On a souvent voulu réduire cette notion à celle de domination
par les « mass-médias », ce qui lui retire toute sa
force : le Spectacle, c’est d’abord la représentation de la vie
actuelle comme une vie réelle, hors de la vie réelle. C’est-à-dire
qu’il comprend l’ensemble des représentations sociales considérées
comme des réalités, même si cette réalité
est souvent bien pauvre. Peut-on
pour autant voir dans cette acceptation passive d’une partie des travailleur-se-s
une forme « d’intégration » des travailleur-se-s au
capital ? Non, puisqu’ils en font partie, dès le départ :
par définition, ils existent comme travailleurs uniquement parce
que le rapport social capitaliste les identifie ainsi. Dans sa définition
économique, la force de travail est l’une des composantes du capital.
Or, deux aspects coexistent dans la classe et souvent dans chaque individu
: le refus du « système » et l’intégration à
celui-ci. Mais cette intégration passe également par la revendication
du droit de jouer un rôle dans celui-ci, le droit de gérer
celui-ci. L’intégration des syndicats à l’état, dans
la plupart des pays du monde, est une étape importante de l’institutionnalisation
de la classe ouvrière au sein du capitalisme. C’est également
le rôle de la social-démocratie, y compris sous sa forme bolchevique
et aujourd’hui gauchiste. Ce qui était une insuffisance des théories
socialistes dans la réflexion sur le travail est devenu un dogme
central de la social-démocratie : le travail libérateur,
doublé du fétichisme de la production. Ce dogme trouve sa
formulation la plus lapidaire dans la formule de Thorez (secrétaire
général du Parti Communiste Français) après
la seconde guerre mondiale : « camarades, retroussez vos manches
» ou encore dans ce slogan du PCF systématiquement resservi
aux mineurs dans les années 50 : « c’est vous qui avez bâti
la France ». La social-démocratie, sous ses formes variées
(y compris dans le gauchisme actuel) n’a jamais trahi la classe ouvrière,
mais défend les ouvrier-e-s tout en les confortant dans le rôle
de travailleur-se-s, de producteur-e-s au sein du système capitaliste.
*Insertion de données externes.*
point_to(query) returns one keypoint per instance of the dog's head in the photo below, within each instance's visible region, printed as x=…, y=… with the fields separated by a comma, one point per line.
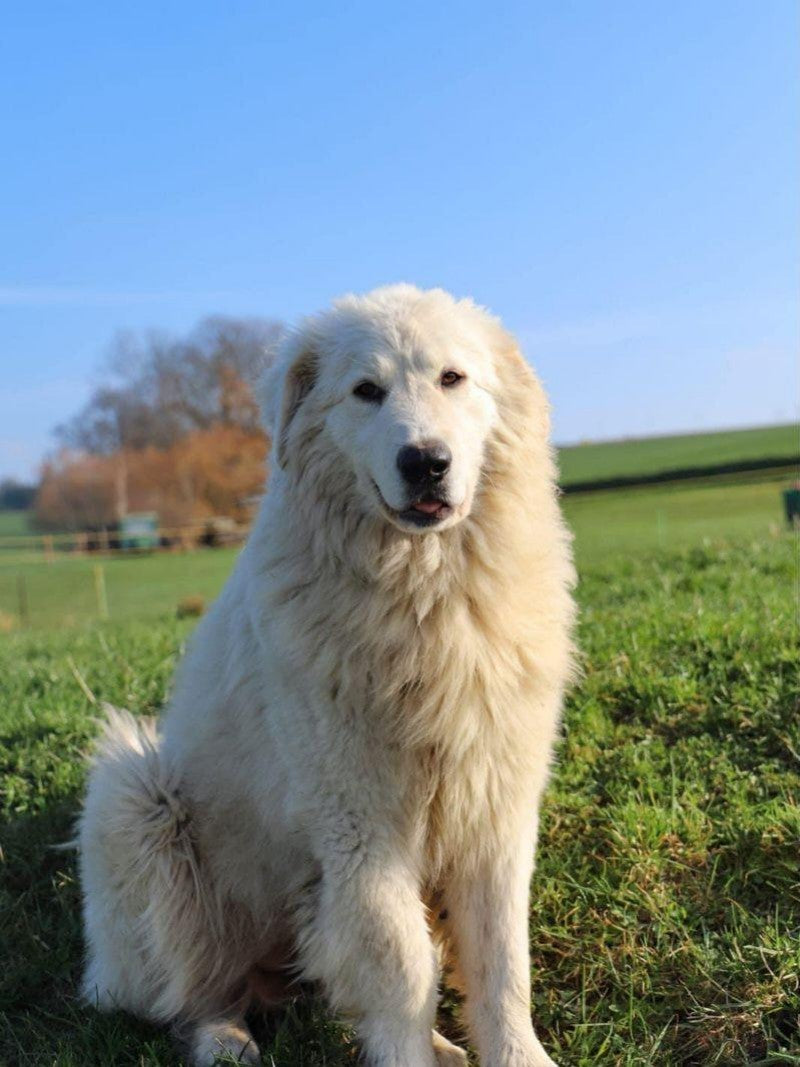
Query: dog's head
x=402, y=388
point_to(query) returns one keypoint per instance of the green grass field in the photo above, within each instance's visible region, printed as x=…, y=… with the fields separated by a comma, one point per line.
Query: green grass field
x=610, y=459
x=666, y=908
x=14, y=523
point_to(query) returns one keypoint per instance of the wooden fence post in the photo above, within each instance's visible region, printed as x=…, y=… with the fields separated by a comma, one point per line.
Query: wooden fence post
x=102, y=602
x=25, y=616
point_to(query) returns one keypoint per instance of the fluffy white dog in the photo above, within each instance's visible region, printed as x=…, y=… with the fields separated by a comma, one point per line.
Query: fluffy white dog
x=346, y=782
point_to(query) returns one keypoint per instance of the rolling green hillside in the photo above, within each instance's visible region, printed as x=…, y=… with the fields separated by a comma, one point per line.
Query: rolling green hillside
x=645, y=456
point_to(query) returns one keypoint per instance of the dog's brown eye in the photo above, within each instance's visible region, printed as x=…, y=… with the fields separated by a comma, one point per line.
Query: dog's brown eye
x=368, y=391
x=450, y=378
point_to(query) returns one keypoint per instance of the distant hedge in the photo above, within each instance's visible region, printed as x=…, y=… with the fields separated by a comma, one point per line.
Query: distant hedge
x=777, y=463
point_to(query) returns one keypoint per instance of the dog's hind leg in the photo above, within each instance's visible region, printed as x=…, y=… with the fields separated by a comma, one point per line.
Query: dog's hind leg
x=149, y=918
x=214, y=1040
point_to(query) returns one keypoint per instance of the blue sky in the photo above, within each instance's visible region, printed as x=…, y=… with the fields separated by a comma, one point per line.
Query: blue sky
x=617, y=179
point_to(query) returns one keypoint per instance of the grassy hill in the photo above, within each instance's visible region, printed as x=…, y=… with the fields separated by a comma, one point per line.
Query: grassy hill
x=648, y=456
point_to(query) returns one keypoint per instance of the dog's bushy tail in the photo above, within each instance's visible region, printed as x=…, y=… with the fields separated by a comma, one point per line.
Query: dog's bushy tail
x=149, y=918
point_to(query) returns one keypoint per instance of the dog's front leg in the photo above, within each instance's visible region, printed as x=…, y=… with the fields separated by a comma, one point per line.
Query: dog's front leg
x=367, y=940
x=488, y=906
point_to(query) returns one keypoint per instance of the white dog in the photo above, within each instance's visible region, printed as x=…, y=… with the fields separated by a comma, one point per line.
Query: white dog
x=346, y=782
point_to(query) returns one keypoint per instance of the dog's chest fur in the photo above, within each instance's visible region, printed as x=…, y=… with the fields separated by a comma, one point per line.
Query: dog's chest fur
x=446, y=688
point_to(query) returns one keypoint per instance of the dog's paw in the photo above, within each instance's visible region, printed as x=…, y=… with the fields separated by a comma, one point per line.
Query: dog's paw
x=223, y=1042
x=447, y=1053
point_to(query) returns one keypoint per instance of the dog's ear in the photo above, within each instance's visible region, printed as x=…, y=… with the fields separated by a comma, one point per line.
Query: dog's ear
x=298, y=382
x=522, y=391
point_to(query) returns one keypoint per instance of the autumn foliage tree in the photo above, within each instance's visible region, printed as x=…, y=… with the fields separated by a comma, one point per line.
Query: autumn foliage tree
x=175, y=429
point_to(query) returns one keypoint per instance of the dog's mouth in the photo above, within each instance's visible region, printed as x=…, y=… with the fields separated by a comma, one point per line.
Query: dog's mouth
x=428, y=510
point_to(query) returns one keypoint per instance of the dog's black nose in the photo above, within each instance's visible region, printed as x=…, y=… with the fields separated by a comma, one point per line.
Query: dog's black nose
x=426, y=464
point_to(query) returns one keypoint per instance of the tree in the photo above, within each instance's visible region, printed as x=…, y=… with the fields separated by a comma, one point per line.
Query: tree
x=175, y=429
x=161, y=389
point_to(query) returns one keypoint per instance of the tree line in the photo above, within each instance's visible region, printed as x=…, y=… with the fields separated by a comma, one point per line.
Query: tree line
x=173, y=428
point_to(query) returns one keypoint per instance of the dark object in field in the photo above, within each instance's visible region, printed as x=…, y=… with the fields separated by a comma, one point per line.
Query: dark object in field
x=792, y=505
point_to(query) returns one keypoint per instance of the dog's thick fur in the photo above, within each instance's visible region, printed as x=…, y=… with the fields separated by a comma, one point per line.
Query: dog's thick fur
x=346, y=782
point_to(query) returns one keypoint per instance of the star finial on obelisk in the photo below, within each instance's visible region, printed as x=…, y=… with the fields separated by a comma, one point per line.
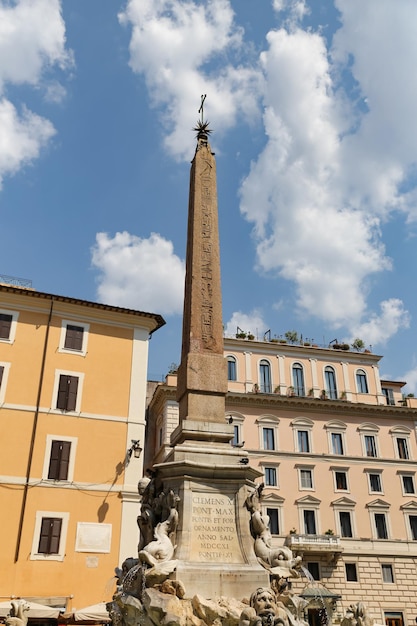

Évidemment, ce rôle est à l’opposé de la lutte
contre le système et de la « nécessaire critique du
travail ». Mais
considérer que la classe est intégrée au capitalisme
parce que les organisations qu’elle a créée jadis sont aujourd’hui
des piliers du système reviendrait à dire que la lutte de
classe n’existent que dans les mots d’ordres des organisations «
ouvrières ». Autrement dit, il faut comprendre l’autre face
du processus, comment agit la volonté de rompre avec le capitalisme. Drame
de la conscience de classe Les
travailleurs, pour sortir du capital, doivent se nier en tant que classe
(« autonégation du prolétariat »). Si l’objectif
visé est la création d’une société sans classe
et que seule la classe de ceux qui ne possèdent rien (prolétariat,
au sens strict) peut réellement désirer cette société
là, alors il faut réussir le grand saut qui mène une
classe à s’affirmer en tant que telle et, dans un même mouvement,
à se dissoudre pour ne plus exister. La société sans
classes, par définition, ce n’est pas une société
de prolétaires mais une société sans prolétaires.
Mais ce mouvement social ne se produit pas seulement au niveau de la définition
économique, mais aussi du vécu, des attitudes. Dans
le capitalisme, le travailleur a généralement intérêt
à ne pas prendre plus de responsabilités que ce qu’on lui
octroie, et apprend rapidement que toute participation de sa part n’est
qu’une étape supplémentaire dans son acquiescement tacite
à l’exploitation qu’il subit. Son attitude générale
par rapport au travail est déterminée par cela (et c’est
sans doute ce rapport au travail qui oppose le plus clairement les «
couches moyennes » aux « ouvriers » au sein du prolétariat,
autre question à creuser). Mais dans une société libérée
du capitalisme, le même « travailleur » est amené
changer son attitude, à prendre des initiatives sur la manière
même de travailler. Se nier en tant que classe n’est pas seulement
une formule théorique, mais un changement profond dans la pratique. L’identité
ouvrière est donc une détermination imposée de l’extérieur,
comme le sexe ou la nationalité, et que l’Individu-e doit s’en libérer
consciemment. Mais cette libération consciente est elle-même
problématique, précisément parce qu’il s’agit de sortir
d’un rapport social. L’Individu-e conscient-e des déterminations
qui s’imposent à lui cherche à leur échapper, mais
il se retrouve face à elles dans toute son existence, dans sa réalité
sociale, dans la manière dont il est perçu, etc. Il ne peut
sortir de la détermination qu’en détruisant le rapport social
lui-même, et non seulement en prenant conscience de celui-ci. Et
ce rapport social, il ne peut – par définition – le détruire
seul. On
approche alors du cœur du problème de la révolution sociale.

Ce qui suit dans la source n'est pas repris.